28 January 2016

MySQL Swap Insanity: Solved

Yes, it has been a while since my last post.  Still in the midst of MySQL ecosystem, and enjoying it tremendously.  I thought I would make this post as it relates to a topic that has some varied results in the online world, and I would like to kick start this blog again.  We'll see how that goes... :)

MySQL has been able to harness the potential of more powerful (CPU) and larger (RAM, disk space) systems in recent years like never before. With this comes the possibility that something can go awry in a big way, and that just happened with us when we upgraded from MySQL 5.1 to MySQL 5.6. 

Our original 5.1 system was on CentOS, and aside from two funky issues (one being MySQL process getting shot in the head by cfengine), our system was stable and performant. With continuous data initiatives/pressures (more data, improved performance and increased availability), we upgraded our system to MySQL 5.6 on Ubuntu 14.04, managed by puppet.

The first day or two were smooth; transition of data was a big deal, but other than that, it was almost a non-event.

Until day 3. Swap started to increase.

Not only that, swap increased in a big way. From 1% to over 80% in a matter of days. Yes, it started to plateaued, and in some cases, it was at the ~70% mark, and in other cases, at the ~99% mark. And yes, we had a couple of MySQL instances restart due to the dreaded signal 11 message (ie crash). At that point, we ended up restarting several MySQL instances daily so that I would not get woken up in the middle of the night with an issue. And this way I would not have to repair dozens or hundreds of tables.

Restarting MySQL in this manner was clearly not acceptable, as it reminded me of my old SQL server days when we restarted those instances daily, a common Windows "fix" at that time in history. 

So what could be the culprit in dealing with this swap issue in MySQL? 

There were a number of possibilities that we considered.  The first four possibilites were MySQL related, the remaining ones were system related.
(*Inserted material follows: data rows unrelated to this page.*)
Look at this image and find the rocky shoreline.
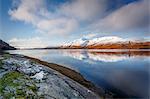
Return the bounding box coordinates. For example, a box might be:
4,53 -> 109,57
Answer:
0,53 -> 100,99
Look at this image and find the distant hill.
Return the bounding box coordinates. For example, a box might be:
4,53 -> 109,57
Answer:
61,36 -> 150,49
0,39 -> 16,50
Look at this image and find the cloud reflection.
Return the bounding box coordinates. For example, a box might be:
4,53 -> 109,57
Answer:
62,50 -> 149,62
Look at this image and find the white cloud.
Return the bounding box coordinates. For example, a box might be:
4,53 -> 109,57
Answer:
9,0 -> 45,24
61,0 -> 107,21
8,0 -> 108,36
9,37 -> 49,49
8,0 -> 149,38
37,18 -> 78,35
91,0 -> 149,33
9,0 -> 78,35
82,33 -> 98,39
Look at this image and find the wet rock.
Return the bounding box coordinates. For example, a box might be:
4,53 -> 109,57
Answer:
0,69 -> 9,78
31,71 -> 45,80
0,54 -> 99,99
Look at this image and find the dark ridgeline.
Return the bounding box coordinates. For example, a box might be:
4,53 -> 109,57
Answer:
0,39 -> 16,50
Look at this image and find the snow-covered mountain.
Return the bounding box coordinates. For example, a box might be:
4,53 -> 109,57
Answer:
63,36 -> 126,46
62,36 -> 150,49
64,38 -> 89,47
87,36 -> 126,46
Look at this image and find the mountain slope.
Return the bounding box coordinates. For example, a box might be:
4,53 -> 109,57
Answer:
61,36 -> 150,49
0,39 -> 16,50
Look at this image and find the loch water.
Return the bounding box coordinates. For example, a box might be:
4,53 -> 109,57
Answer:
7,49 -> 150,98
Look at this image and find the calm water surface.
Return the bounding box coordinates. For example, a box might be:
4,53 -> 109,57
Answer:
7,49 -> 150,98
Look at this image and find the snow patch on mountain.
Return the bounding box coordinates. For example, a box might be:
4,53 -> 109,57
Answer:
63,36 -> 128,47
87,36 -> 126,45
63,38 -> 89,47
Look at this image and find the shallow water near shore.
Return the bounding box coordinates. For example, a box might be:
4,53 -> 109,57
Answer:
7,49 -> 150,98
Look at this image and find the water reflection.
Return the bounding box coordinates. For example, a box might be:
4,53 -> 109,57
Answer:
62,50 -> 149,62
7,49 -> 150,98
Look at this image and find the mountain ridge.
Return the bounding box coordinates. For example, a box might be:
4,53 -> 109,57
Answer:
0,39 -> 16,50
61,36 -> 150,49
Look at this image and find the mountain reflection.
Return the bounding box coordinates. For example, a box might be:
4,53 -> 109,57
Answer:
7,49 -> 149,98
62,50 -> 150,62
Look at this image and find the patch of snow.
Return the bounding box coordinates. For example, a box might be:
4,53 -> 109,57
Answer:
62,36 -> 129,47
87,36 -> 126,45
70,38 -> 89,47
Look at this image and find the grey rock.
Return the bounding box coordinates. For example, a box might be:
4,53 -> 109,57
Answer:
0,54 -> 100,99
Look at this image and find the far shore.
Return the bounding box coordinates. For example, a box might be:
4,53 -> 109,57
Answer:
9,48 -> 150,50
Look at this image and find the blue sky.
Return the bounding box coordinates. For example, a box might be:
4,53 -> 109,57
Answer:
0,0 -> 149,48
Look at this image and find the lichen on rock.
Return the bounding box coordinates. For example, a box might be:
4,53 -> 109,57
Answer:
0,71 -> 38,99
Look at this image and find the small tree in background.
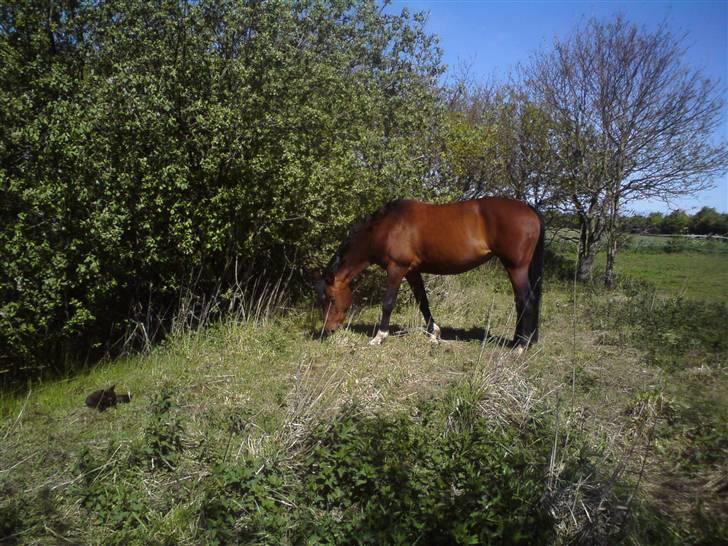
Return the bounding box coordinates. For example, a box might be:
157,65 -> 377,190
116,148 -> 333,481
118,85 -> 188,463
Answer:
660,210 -> 691,234
527,16 -> 728,285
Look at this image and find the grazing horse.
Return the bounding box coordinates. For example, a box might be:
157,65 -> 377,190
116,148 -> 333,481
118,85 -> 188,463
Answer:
315,197 -> 545,350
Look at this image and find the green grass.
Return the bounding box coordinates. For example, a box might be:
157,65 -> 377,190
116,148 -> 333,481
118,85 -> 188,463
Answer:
551,231 -> 728,301
1,254 -> 726,544
597,251 -> 728,302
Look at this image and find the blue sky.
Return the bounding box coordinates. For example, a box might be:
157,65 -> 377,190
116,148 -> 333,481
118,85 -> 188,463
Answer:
387,1 -> 728,213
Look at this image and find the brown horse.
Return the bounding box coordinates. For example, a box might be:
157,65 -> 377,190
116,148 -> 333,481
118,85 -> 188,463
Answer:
315,197 -> 545,350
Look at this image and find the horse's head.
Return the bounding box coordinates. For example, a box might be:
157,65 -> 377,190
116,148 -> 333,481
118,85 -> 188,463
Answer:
315,275 -> 352,334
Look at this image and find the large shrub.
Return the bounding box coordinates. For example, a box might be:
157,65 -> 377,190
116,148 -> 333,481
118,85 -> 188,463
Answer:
0,0 -> 444,379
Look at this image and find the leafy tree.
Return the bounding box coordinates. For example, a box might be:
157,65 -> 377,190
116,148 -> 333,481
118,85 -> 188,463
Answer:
646,212 -> 666,234
440,82 -> 563,209
660,209 -> 690,234
0,0 -> 445,381
490,89 -> 562,208
690,206 -> 728,235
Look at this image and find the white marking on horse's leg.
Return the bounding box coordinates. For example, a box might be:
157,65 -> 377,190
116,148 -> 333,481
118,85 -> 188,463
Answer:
514,345 -> 525,357
369,330 -> 389,346
429,323 -> 441,344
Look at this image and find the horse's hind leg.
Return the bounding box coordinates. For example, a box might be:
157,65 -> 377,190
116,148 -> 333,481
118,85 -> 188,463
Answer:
370,266 -> 406,345
506,265 -> 534,351
406,271 -> 441,342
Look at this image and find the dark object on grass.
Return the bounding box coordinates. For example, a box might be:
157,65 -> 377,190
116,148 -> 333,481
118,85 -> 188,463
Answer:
85,385 -> 131,411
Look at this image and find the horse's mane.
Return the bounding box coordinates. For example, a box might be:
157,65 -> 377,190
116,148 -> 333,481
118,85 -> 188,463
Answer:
323,200 -> 402,280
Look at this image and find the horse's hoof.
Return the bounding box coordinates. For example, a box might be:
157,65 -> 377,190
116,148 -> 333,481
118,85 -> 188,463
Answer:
369,330 -> 388,345
514,346 -> 526,356
428,323 -> 442,344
  1. key_buffer_size - reduce size 
  2. max_connections - reduce value
  3. performance_schema - turn it off 
  4. table_open_cache - reduce value
  5. swappiness - reduce value
  6. numactl --interleave=all 
  7. sysctl -q -w vm.drop_caches=3 


We (including my trusty DBA associate, Jonathan Park) tried a few things on this list, including #1, #2, #3, #6, and #7. 

We even tested on a box with Innodb engine set off. 

We still noticed that swap increased under our load test.  

In fact, we were very successful at increasing swap rapidly over a short time. We could start with swap at 1% and it would increase to about 80% in about 15 minutes. And I was merely running 8 threads to make that happen. 

What Worked?

Swappiness.

We noticed that swappiness was set to 60 by default (we have Ubuntu 14.04), and we reduced it to 10.  We ran our tests and swap did increase a little bit, but not as badly as before.  So we reduced it to 1 (not zero) and swap behavior stayed constant.

I am interested to find out what the MySQL community has done in addition to the prominent post at Jeremy Cole: MySQL Swap Insanity and the NUMA Architecture and would like to see what may have worked for you!

And if you try setting swappiness to 1, does it work for you?